The other things people often reference, such as biotin supplements, have had very little data to support their use. I caution my patients on the use of supplements for hair loss as I worry that the anxiety that comes with thinning hair leads some to go ‘overboard’ with the supplements- either in variety or volume of supplements they take. If there is a true identifiable deficiency, iron for example, then taking a supplement if needed may be helpful. I caution on the use of biotin in particular as the FDA issued a warning in 2017 on biotin’s ability to interfere with hundreds of laboratory tests. This can result in false lab results when obtaining bloodwork.
I have seen some studies suggesting improvement in hair growth with Omega 3, Omega 6 and antioxidants. This is likely why the foods generally recommended for healthy hair are fish like salmon, eggs, avocados, nuts, flax seeds- these are foods rich in biotin and omega 3 and omega 6. I personally would prefer that my patients add these to their diet instead of taking a vitamin supplement in the case that they may be beneficial.
Aside from treating the underlying cause, the other route for volumizing effects are through products.
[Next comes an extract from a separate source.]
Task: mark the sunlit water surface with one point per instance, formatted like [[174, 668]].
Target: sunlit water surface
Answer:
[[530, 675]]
There are thickening shampoos. These do give an effect of the appearance of more volume. Some work by ‘swelling’ hair follicles to add the appearance of volume while others may leave a residue on the hair follicle to give the appearance of volume. I like these but do caution to not use them routinely. It helps to use a clarifying shampoo routinely to reduce the buildup on the hair.
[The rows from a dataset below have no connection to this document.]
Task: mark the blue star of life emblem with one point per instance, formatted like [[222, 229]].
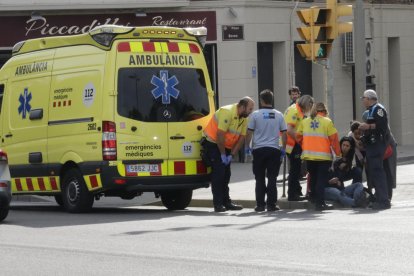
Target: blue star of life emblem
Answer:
[[165, 87], [24, 100], [314, 125]]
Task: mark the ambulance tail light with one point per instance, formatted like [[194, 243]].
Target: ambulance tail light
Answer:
[[3, 156], [109, 140], [200, 33]]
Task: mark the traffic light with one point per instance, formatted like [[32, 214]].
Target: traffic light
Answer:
[[322, 28], [315, 33]]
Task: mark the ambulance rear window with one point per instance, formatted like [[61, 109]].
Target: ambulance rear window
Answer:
[[162, 95]]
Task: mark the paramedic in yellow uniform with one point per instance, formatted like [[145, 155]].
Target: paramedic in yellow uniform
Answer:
[[319, 139], [225, 135]]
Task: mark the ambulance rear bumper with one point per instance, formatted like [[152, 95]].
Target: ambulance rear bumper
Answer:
[[111, 179]]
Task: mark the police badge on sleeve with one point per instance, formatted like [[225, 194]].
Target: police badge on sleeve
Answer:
[[380, 112]]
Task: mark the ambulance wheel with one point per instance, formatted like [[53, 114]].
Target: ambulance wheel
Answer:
[[75, 195], [4, 211], [59, 200], [176, 200]]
Leave in conditioners, gels, and other styling agents are nice as they “coat” the hair. They add moisture and help as many people with thinning hair find that it tangles easily. Leave in conditioner can prevent the tangling and make us less likely to get further hair loss from hair breakage. I’m actually a fan of these products as they tend to hydrate the hair giving the appearance of more volume and also makes hair breakage less likely.
Even coloring your hair can add the appearance of volume to hair. The hair shaft is actually not smooth- it’s scaly when magnified. Most hair dyes work by opening the outermost part of the hair follicle called the cuticle to deposit artificial pigment. Once artificial pigment or color is deposited in your cuticles, it undergoes a reaction that makes the particle too large to just come out on its own. It needs a pH change in your hair and heat to open the cuticles back up to release the pigment. This is why the goal of a shampoo for color treated hair is to maintain a pH that allows your hair to hold onto its pigment and to avoid stripping color with harsh detergents that can strip the cuticle and the color along with it. Many of my patients with hair loss are fearful of doing any treatment to their hair. When we do get new hair growth, it’s often lightly colored or grey making it difficult to appreciate. Adding color can help people see the new growth.
The number of hair follicles we have is hereditary- we actually cannot get more! When it comes to thinning and loss the real question is whether each hair follicle is actually growing a hair and whether each individual hair is as coarse as it can be.